Please, note that these codes should remain strictly confidential.

Understood.

Note that I’m in Boston attending a conference so most likely wont be able to work on this til next week. Sorry for the delay.

  • Mat

Dear Mat,

OK no problem, I understand. We can wait for some extra days :-)

Note that I have sent a new email to your Customer Service with the original version of the code. In the one I have sent yesterday, I removed the call of zbsubs.f in func intexjx in order to test if the compilation problems might be due to this procedure (GO TO statements, notably) and I forgot to cancel this modification before sending it to you.
So now you have the correct code. Please excuse me for this clumsiness.

Best regards,
Fred

Dear Mat,

After providing the codes and description of the issues we encountered, the PGI support informed me that it has been logged as TPR 18676.
Would you have any idea if it will be possible to work around these problems and within which delay?

On my side, I cannot make any further tests as my PGI trial licence expired and, also, I do not really have any idea for other tests in trying to circumvent these issues. But any suggestion is welcome! :-)

Many thanks for your consideration.

Kind regards,
Fred

Would you have any idea if it will be possible to work around these problems and within which delay?

Basically, you need to manually inline your routines. So you should be able to, but it would take some effort.

Note NVIDIA has announce some new features in their next generation processor (Kepler Tesla K20) and CUDA 5.0 (both are expected to be available in Q4 2012) which will enable us to support true calling on the GPU and ellimate the need for inlining. Granted we have work to do here as well and need to extend the OpenACC and PGI Accelerator Model to express this so I don’t expect our support to be available for a few months after the K20 is available. Then again, calling is our number one most requested feature and one of the few major inhibitors of adoption by users, so it is high priority item for us.

I cannot make any further tests as my PGI trial licence expired

That’s fix able.
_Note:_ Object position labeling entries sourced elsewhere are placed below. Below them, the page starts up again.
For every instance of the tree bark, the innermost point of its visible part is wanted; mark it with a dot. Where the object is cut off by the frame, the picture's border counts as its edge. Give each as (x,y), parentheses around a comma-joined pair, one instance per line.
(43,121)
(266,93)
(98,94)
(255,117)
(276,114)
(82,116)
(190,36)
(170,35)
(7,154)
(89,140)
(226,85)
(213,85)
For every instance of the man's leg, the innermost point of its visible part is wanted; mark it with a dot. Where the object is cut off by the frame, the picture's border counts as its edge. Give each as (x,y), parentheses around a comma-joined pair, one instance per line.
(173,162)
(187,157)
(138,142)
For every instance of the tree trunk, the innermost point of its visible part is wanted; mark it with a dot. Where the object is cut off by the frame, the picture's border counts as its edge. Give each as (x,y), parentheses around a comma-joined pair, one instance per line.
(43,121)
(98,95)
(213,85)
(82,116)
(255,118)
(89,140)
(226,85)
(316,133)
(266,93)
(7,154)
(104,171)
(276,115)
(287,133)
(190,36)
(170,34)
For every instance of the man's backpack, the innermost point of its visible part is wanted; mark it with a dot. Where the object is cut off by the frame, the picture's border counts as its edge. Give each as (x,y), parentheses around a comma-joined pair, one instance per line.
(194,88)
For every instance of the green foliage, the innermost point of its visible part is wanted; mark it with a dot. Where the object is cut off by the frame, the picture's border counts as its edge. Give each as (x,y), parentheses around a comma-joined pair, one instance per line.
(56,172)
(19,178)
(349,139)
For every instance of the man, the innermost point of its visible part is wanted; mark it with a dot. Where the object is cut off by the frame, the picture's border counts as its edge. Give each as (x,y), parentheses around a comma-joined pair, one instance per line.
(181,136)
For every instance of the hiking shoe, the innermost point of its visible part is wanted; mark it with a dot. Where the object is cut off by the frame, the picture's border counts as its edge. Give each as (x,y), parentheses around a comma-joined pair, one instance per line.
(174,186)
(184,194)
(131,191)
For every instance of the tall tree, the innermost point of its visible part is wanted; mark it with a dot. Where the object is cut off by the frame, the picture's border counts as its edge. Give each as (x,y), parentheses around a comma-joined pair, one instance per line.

Send a note to PGI Sales (sales@pgroup.com) or PGI Customer Support (trs@pgroup.com) asking that your trial period be reset.

I do not really have any idea for other tests in trying to circumvent these issues

If all your code is like this, and your are unwilling or unable to restructure the code to be better suited to today’s GPUs, then you may want to wait for the Tesla K20.

Though if you do want to get started now in order to gain experience, you can try the example codes that accompany the compilers or some larger examples found in PGinsider Newsletter (Technical Articles and Publications | PGI).

Note that there are many other reasons to purchase the PGI compilers besides GPU directives. Our x86 compilers are able to produce very high performance binaries on both new and older generation Intel and AMD architectures. Our Profiling and Debugging tools have excellent interfaces and are MPI and OpenMP enabled. We developed CUDA Fortran for those users wanting a more “hands-on” approach to GPU programming. We’ve even starting targeting ARM processors with OpenCL (granted I assume you are not running your code on cell phones). So don’t let this one issue stop you.

  • Mat

Dear Mat,

Thanks for these information and advices.

This is very good news that next generation NVIDIA processors and CUDA version will tolerate true calling, we are looking forward for that.
In the meanwhile, I will extend the trial period and try to inline the code manually as you suggested. Nevertheless, given the complexity of our code and given the fact that inlining using your compiler seems to work to some extent, I would like to know if it would be possible to access the inlined code generated by the compiler (even if it is not completed and still contains some errors that I would try to fix myself)? If possible, this would save me from having to inline all the code manually.

Best regards,
Fred

I would like to know if it would be possible to access the inlined code generated by the compiler

Unfortunately, no. I asked our compiler team about doing this a few years ago. The problem is that by the time inlining is performed, the code has already been translated into ILM, an intermediate representation, and we don’t have a method to translate the ILM back into a particular language.

  • Mat